Reddit est très populaire. Des articles y sont mis en lien et commentés dans des sous-forums spécialisés. Le forum Ask Me Anything héberge des sessions de questions-réponses avec des chercheurs de renom. Les internautes votent à la hausse ou à la baisse sur les questions soumises par des experts. Si Oliver Dürr suit volontiers des blogs consacrés à la recherche en intelligence artificielle, le sien lui sert avant tout de journal de bord pour consigner ses idées. Les billets du chercheur Andrej Karpathy s’apparentent à des évaluations, et la colonne des commentaires fourmille de demandes et de suggestions. De nouveaux cercles de discussion se forment ainsi sans cesse, accessibles à tous, que l’on soit universitaire ou non.

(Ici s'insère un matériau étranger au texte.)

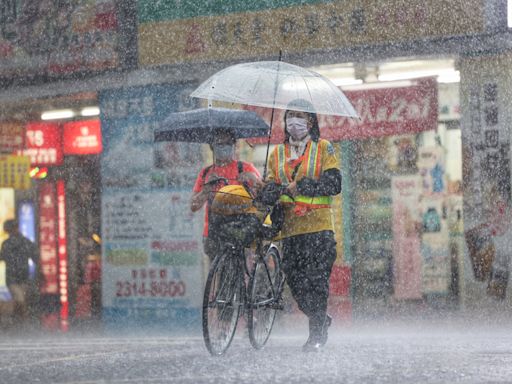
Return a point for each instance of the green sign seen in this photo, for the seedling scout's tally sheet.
(151, 10)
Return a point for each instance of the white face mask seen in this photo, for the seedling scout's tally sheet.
(297, 127)
(224, 151)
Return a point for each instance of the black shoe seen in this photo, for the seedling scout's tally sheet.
(312, 345)
(323, 337)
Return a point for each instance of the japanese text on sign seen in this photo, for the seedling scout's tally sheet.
(14, 172)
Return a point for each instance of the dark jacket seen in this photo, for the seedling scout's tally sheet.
(16, 251)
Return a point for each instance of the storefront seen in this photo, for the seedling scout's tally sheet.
(399, 219)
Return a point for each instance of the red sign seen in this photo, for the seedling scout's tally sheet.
(382, 112)
(43, 144)
(82, 137)
(11, 136)
(63, 255)
(47, 238)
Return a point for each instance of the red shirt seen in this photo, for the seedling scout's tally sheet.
(229, 172)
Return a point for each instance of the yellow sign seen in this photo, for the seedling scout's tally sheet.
(14, 172)
(331, 25)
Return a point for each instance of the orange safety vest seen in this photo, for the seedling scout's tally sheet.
(311, 160)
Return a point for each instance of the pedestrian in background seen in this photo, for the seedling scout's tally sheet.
(16, 252)
(225, 170)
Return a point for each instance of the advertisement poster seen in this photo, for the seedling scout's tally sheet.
(382, 112)
(195, 31)
(55, 38)
(48, 238)
(435, 250)
(405, 191)
(152, 244)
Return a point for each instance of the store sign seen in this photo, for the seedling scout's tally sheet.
(382, 112)
(11, 136)
(43, 144)
(407, 262)
(27, 220)
(82, 137)
(47, 238)
(14, 172)
(208, 36)
(59, 39)
(63, 255)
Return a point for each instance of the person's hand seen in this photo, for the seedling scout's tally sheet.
(292, 189)
(212, 182)
(250, 179)
(247, 177)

Pour construire lui-même son équipement de laboratoire, le roboticien Francesco Mondada de l’EPFL utilise un logiciel de CAO (conception assistée par ordinateur). Il mettrait sans autre ses plans de construction à disposition du public, mais il se heurte aux licences d’utilisation des logiciels. Il existe des conditions spéciales pour les universités, d’autres onéreuses pour l’industrie, et pour chaque modèle le format de données est différent. A cela s’ajoute un imbroglio de dispositions que l’on accepte à l’achat du logiciel et qui ne prévoient pas la diffusion ouverte des données. C’est un peu comme si, avant de publier son roman, un écrivain devait en demander l’autorisation à Microsoft pour avoir rédigé son texte avec Word.

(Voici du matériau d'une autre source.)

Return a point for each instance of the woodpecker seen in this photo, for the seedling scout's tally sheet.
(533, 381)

Francesco Mondada estime que la robotique n’est pas une exception pour l’open science: «Les biologistes commencent aussi à utiliser dans leurs laboratoires des imprimantes 3D nécessitant des logiciels spécialisés.» Depuis des années, il se bat pour des réglementations plus simples. A ses yeux, il existe un «clash entre deux conceptions de l’université»: un modèle ancien qui juge au cas par cas le transfert vers l’industrie, et un nouveau concept qui défend un échange ouvert et non bureaucratique – pas seulement entre universités, mais aussi avec l’industrie.